The NHQR and NHDR report on aspects of care coordination for children measured by the 2007 Patient Experience Survey conducted by Massachusetts Health Quality Partners. Among parents of pediatric patients who were sent for a test, 69% reported that someone from the doctor's office always followed up to give the test results. Sixty-one percent of parents reported that their child's doctor always seemed informed and up to date about the care the child received from specialists. Among parents of pediatric patients who saw other doctors or nurses in the practice, 59% reported that the other providers always had all the information they needed.

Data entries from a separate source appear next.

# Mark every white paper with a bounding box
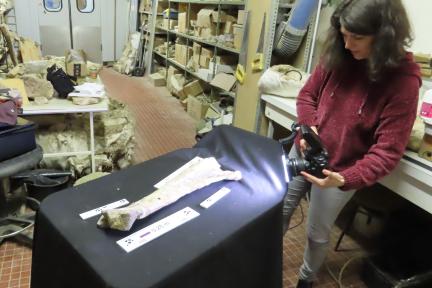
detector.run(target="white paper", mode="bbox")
[80,199,129,220]
[200,187,231,209]
[117,207,200,253]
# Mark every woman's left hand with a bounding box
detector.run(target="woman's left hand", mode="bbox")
[301,169,345,188]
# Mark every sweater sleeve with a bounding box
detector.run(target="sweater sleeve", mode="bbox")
[339,76,420,190]
[297,64,328,126]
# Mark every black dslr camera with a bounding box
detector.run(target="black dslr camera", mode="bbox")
[279,123,328,180]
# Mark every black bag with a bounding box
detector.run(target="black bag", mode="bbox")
[47,64,74,98]
[0,118,37,161]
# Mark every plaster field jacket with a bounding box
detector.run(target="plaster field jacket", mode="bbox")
[297,53,421,190]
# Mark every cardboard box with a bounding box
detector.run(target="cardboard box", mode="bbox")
[200,47,213,68]
[150,73,166,87]
[174,44,193,66]
[178,12,187,33]
[183,80,203,96]
[216,54,238,65]
[209,62,235,74]
[199,23,216,39]
[237,10,246,25]
[166,66,181,92]
[192,42,201,65]
[233,24,243,50]
[196,68,214,82]
[187,96,210,121]
[210,73,237,91]
[196,8,214,28]
[223,21,235,34]
[162,19,178,30]
[169,74,187,100]
[211,10,227,23]
[153,37,166,47]
[65,49,87,77]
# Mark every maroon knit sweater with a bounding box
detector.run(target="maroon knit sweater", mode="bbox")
[297,53,421,190]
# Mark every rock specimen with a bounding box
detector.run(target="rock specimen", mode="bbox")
[97,157,242,231]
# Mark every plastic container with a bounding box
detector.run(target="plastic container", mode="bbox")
[88,66,98,79]
[420,89,432,125]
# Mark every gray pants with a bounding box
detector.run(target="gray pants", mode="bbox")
[283,146,355,281]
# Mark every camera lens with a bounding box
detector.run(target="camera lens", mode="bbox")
[287,158,308,179]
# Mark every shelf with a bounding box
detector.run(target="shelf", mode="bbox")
[153,50,235,98]
[140,11,163,16]
[169,0,245,5]
[153,50,210,83]
[156,26,240,54]
[279,3,295,9]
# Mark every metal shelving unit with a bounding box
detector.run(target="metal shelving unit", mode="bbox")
[151,0,245,97]
[156,27,240,54]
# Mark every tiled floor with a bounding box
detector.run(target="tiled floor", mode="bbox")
[0,70,365,288]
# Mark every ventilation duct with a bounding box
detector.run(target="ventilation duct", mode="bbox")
[274,0,319,57]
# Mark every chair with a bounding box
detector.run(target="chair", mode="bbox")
[0,146,43,245]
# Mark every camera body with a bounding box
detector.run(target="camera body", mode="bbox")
[281,124,328,179]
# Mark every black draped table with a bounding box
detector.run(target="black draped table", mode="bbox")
[31,126,287,288]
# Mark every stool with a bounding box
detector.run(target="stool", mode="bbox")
[334,185,403,251]
[334,203,384,251]
[0,146,43,244]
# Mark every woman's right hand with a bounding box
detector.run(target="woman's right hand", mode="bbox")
[300,126,318,156]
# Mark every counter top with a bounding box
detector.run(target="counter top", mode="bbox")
[261,95,432,213]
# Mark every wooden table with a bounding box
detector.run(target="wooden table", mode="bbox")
[22,98,109,172]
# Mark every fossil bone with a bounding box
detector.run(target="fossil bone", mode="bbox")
[97,157,242,231]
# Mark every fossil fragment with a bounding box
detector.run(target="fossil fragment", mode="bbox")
[97,157,242,231]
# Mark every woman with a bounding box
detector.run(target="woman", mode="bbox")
[284,0,421,287]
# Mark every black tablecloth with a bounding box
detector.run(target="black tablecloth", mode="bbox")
[31,126,286,288]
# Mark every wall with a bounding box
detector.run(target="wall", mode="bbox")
[15,0,40,43]
[402,0,432,54]
[234,0,272,131]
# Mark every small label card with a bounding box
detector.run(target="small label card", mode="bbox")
[154,156,201,189]
[117,207,200,253]
[80,199,129,220]
[200,187,231,209]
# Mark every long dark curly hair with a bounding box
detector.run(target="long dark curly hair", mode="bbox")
[322,0,413,81]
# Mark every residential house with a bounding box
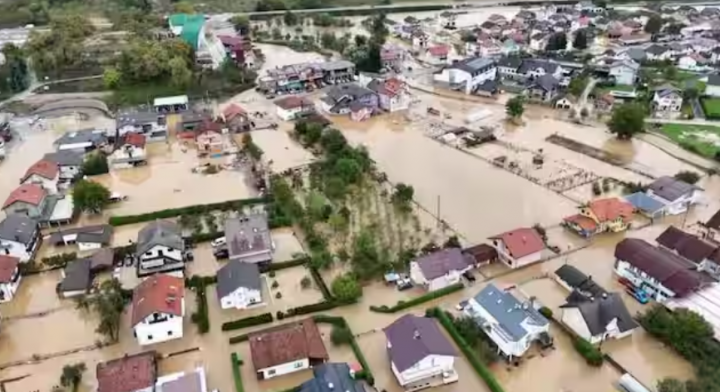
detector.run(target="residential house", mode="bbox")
[463,283,550,359]
[0,254,22,302]
[367,78,410,112]
[298,363,365,392]
[95,351,158,392]
[248,318,329,380]
[652,86,683,118]
[705,74,720,97]
[383,314,458,391]
[320,83,380,119]
[410,248,473,291]
[647,176,702,215]
[55,129,108,152]
[275,95,315,121]
[655,226,720,279]
[20,159,60,195]
[109,132,147,169]
[0,214,42,263]
[560,291,639,344]
[115,109,168,142]
[527,75,560,102]
[615,238,712,302]
[433,57,497,94]
[490,227,545,268]
[131,274,185,346]
[609,60,640,86]
[564,197,634,238]
[50,225,113,252]
[215,260,263,309]
[225,213,275,264]
[135,220,185,276]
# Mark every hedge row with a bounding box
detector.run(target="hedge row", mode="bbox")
[370,283,465,313]
[222,312,273,331]
[109,197,270,226]
[426,308,504,392]
[313,314,375,385]
[230,353,245,392]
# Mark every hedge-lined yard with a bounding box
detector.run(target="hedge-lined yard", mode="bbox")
[370,283,465,313]
[425,308,505,392]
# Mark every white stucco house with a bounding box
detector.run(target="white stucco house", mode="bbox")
[433,57,497,94]
[215,260,264,309]
[131,274,185,346]
[383,314,458,391]
[0,255,22,302]
[463,284,550,359]
[410,248,473,291]
[248,318,329,380]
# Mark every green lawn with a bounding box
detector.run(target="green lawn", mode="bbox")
[661,124,720,159]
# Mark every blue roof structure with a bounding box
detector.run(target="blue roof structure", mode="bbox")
[474,284,548,342]
[625,192,665,215]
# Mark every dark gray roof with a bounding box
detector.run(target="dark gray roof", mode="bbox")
[299,363,365,392]
[415,248,469,280]
[217,260,262,299]
[473,284,548,342]
[60,259,92,291]
[0,214,37,245]
[43,150,85,166]
[136,220,185,254]
[648,176,700,201]
[225,214,272,258]
[450,57,495,73]
[384,314,457,372]
[561,293,638,336]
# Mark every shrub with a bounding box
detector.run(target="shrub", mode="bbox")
[573,338,603,367]
[221,313,273,331]
[370,283,465,313]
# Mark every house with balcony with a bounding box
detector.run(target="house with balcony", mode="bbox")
[0,254,22,302]
[0,214,42,263]
[131,274,185,346]
[564,197,635,238]
[135,220,185,276]
[433,57,497,94]
[614,238,714,302]
[383,314,458,391]
[463,283,550,360]
[215,260,264,309]
[410,248,474,291]
[490,227,545,269]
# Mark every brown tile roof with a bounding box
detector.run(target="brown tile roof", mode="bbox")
[588,197,634,222]
[615,238,707,297]
[20,159,60,182]
[0,255,20,283]
[250,319,329,370]
[96,351,157,392]
[3,184,47,209]
[490,227,545,259]
[131,274,185,326]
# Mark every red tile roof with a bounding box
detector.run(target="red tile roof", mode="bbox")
[490,227,545,259]
[96,351,157,392]
[20,159,60,182]
[249,319,329,370]
[0,255,20,283]
[588,197,635,222]
[3,184,47,209]
[131,274,185,326]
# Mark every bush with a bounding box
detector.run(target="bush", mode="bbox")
[573,338,603,367]
[425,308,504,392]
[221,313,273,331]
[370,283,465,313]
[109,197,270,226]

The NHQR also notes variation among States in care coordination based on the National Survey of Children With Special Health Care Needs. Overall, among children with special health care needs who required help with care coordination, 46.0% received the help they needed. Among States, the percentage receiving coordination ranged from 38.3% to 53.2%. The 13 States in the best quartile (highest rates of coordinated care) in 2005-2006 had a combined average rate of 50.5%. These States are primarily located in New England and the Midwest. Eleven States and the District of Columbia were in the worst quartile (lowest rates of coordinated care) in 2005-2006, with a combined average rate of 41.5%. These States are primarily located in the western United States.
i The data included in this fact sheet do not always use the same data sources that are currently used to report on CHIPRA measures. In many cases, the NHQR and NHDR measures are relevant to the CHIPRA core measure topics but the measures themselves are different. The data in this fact sheet do not come from Medicaid and CHIP programs. They are nationally representative when possible. State-specific data are available for some measures.